My name is George Hugh, and I would like to be considered for a position as a ____ to assist on your projects. As you might have noticed that I have been working in Texas; however, my fiancee has been transferred to your city to continue working for her current organization and we intend to make Vancouver our hometown.

Throughout my career.....

---------

I am a US citizen with a Canadian "fiancee." For some reasons, arranging marriage is not possible for us at the moment so I hope to gain working permit via employers so I can be close to her. Unfortunately, my job, graphic artist, is not a needed one in the market so I am thinking if there is anything I can tell them in the cover letter to offer something or just let them consider me more, as a foreigner coming to work hard and live well. I am multi-disciplined so I am sure my work skill can contribute a lot but I am afraid that they won't even consider my work when reading my cover letter.

Please, any suggestion would be great or if there is anything you know about my opportunity, please share with me. Thanks!

Sincerely,

G


----------



## colchar (Oct 25, 2011)

I wouldn't even bother going into it. If you get an interview you can mention it then.


----------



## EVHB (Feb 11, 2008)

You are not supposed to say anything about your (marital)status, religion, etc. So I wouldn't mention a fiancee (nor a wife) in a cover letter.


----------



## moneypenny24 (Jul 11, 2013)

I agree, I wouldn't mention it until the interview.

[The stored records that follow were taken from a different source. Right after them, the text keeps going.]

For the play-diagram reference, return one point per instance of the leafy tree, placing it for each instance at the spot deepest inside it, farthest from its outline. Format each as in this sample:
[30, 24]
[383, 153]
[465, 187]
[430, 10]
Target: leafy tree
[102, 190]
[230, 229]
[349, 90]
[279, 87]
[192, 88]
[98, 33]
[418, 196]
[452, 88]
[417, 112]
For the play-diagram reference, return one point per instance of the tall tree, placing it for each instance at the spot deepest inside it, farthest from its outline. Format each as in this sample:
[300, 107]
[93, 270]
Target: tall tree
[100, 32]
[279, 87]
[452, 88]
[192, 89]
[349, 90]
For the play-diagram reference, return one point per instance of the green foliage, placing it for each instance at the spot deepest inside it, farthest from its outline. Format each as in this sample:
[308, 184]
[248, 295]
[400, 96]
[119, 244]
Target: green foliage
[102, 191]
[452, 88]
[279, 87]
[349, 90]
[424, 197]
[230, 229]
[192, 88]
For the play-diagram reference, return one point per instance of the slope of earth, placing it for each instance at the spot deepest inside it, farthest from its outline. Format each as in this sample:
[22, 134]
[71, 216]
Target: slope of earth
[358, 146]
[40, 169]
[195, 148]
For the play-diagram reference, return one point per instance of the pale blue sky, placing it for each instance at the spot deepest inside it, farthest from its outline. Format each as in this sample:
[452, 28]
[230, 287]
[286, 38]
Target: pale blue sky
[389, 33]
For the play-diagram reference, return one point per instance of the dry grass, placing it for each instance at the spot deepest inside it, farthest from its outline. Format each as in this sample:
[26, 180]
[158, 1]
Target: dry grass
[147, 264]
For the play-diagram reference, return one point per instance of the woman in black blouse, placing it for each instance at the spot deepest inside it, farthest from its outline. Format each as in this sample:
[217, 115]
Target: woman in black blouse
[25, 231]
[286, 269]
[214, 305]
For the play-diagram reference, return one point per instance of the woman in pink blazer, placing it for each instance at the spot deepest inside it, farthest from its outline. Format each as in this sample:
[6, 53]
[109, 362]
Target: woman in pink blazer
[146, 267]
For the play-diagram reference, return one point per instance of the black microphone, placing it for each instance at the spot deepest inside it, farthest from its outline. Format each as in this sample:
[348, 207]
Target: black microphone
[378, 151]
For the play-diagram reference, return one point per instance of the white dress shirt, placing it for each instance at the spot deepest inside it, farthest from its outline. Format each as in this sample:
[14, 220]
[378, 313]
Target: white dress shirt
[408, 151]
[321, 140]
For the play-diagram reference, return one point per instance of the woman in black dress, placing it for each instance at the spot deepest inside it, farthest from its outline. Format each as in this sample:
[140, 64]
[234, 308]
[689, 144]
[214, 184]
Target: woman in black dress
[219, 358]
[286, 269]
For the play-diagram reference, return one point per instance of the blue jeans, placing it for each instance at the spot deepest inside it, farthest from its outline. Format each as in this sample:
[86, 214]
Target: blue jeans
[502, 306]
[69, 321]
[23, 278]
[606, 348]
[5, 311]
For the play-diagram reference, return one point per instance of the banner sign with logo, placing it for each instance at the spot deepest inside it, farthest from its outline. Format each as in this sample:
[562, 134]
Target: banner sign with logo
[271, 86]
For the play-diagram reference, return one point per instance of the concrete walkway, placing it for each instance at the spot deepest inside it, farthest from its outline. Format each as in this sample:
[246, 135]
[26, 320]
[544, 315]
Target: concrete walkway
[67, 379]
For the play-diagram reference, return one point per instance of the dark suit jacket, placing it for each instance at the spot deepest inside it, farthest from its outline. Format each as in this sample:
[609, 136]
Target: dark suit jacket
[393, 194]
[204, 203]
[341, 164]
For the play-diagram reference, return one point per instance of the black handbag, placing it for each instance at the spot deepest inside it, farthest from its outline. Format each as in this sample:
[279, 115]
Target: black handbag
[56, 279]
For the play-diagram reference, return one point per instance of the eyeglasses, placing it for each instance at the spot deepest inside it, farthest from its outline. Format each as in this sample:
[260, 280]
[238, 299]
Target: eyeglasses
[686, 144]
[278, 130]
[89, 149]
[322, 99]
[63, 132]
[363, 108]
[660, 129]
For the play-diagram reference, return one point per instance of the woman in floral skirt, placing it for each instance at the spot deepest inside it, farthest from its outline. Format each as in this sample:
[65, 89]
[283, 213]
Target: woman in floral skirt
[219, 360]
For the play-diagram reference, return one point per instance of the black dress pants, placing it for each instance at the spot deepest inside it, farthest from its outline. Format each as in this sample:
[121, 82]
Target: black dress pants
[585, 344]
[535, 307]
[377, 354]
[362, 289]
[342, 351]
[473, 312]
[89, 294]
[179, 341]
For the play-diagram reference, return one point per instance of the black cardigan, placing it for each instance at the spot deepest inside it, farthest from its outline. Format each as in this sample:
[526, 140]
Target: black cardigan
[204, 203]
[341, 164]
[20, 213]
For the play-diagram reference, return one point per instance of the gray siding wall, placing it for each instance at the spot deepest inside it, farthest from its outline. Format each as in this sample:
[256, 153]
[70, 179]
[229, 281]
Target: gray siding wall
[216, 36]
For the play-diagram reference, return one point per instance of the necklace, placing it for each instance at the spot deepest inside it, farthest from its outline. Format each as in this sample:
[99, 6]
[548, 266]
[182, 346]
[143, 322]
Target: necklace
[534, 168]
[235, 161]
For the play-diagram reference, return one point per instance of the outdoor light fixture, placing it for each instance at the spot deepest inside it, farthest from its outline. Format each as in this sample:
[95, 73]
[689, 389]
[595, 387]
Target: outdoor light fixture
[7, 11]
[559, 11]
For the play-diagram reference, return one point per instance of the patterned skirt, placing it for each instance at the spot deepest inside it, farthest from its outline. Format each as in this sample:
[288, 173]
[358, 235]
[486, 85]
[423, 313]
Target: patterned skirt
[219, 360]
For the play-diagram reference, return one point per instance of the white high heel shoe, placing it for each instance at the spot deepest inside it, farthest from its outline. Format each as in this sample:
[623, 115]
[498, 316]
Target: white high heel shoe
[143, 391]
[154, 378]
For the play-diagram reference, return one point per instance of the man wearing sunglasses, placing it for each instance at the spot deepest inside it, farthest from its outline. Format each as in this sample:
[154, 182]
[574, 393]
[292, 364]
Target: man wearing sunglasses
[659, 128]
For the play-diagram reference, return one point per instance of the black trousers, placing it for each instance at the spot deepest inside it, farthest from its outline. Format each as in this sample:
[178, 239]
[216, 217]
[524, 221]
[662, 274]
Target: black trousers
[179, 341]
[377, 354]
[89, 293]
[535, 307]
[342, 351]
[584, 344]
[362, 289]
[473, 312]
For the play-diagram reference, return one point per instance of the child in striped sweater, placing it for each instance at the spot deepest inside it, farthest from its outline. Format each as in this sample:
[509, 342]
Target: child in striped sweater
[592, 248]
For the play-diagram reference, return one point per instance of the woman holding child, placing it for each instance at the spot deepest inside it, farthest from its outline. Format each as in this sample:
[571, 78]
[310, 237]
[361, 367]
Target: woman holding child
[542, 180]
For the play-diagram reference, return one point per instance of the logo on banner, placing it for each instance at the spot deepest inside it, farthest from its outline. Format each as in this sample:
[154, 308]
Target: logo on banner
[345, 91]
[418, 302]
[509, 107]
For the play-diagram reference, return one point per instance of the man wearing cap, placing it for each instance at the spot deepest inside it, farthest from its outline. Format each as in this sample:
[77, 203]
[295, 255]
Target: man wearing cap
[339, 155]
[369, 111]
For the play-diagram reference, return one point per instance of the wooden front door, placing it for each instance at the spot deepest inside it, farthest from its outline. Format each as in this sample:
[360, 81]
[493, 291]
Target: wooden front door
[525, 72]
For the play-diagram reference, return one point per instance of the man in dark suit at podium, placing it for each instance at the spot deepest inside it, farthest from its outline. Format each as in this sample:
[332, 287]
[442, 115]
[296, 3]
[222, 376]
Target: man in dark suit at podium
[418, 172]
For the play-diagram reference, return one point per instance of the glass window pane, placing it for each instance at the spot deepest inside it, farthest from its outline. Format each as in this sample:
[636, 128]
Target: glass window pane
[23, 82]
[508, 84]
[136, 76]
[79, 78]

However, be prepared for employers to question you about that upfront as I hear obtaining a work permit can be a hassle for them.


----------



## gukk (Jul 7, 2013)

Thanks for sharing the idea! 

Should I not include any thing regarding my nationality or plan of moving inside my cover letter? Since, in resume, my work history are all located in the US so I don't want to let them realize my status until the last minute kindda. 

I understand there is hassle, is there anything I can offer to help them in return besides hard working?

Please let me know, thanks!


----------



## EVHB (Feb 11, 2008)

Only if you have your own legal status that allows you to work in Canada, I would mention it in my cover letter and even on top of my resume! Because that means the employer can hire you without having to sponsor you. But you mention your status (permanent resident/work permit), not how you got it (marriage, fiancee,...). Legally the employer can not even ask you about that because of anti-discrimination laws.

Other things you should not mention and (future) employers are not allowed to ask: don't mention your age, if you have any (or no) disabilities, your wife/partner, kids, religion, sexual orientation, political views.

I suggest you do some reading about how to write Canadian resumés and cover letter.
Prepare a résumé and cover letter
U of T Career Centre - Resumes, Interviews, & Applications - Marketing Basics


----------



## moneypenny24 (Jul 11, 2013)

That's a tricky one. You may want to be vague in your cv, just saying that you plan to relocate. Either way if you can get someone on the phone, you can explain and gauge their interest. From what I understand, at least in Ontario, employers have to show that there is no one else available with the same skill set in Canada, making things harder.... If you've got something in that category (unique or uncommon knowledge) I'd highlight that. Good luck!!


----------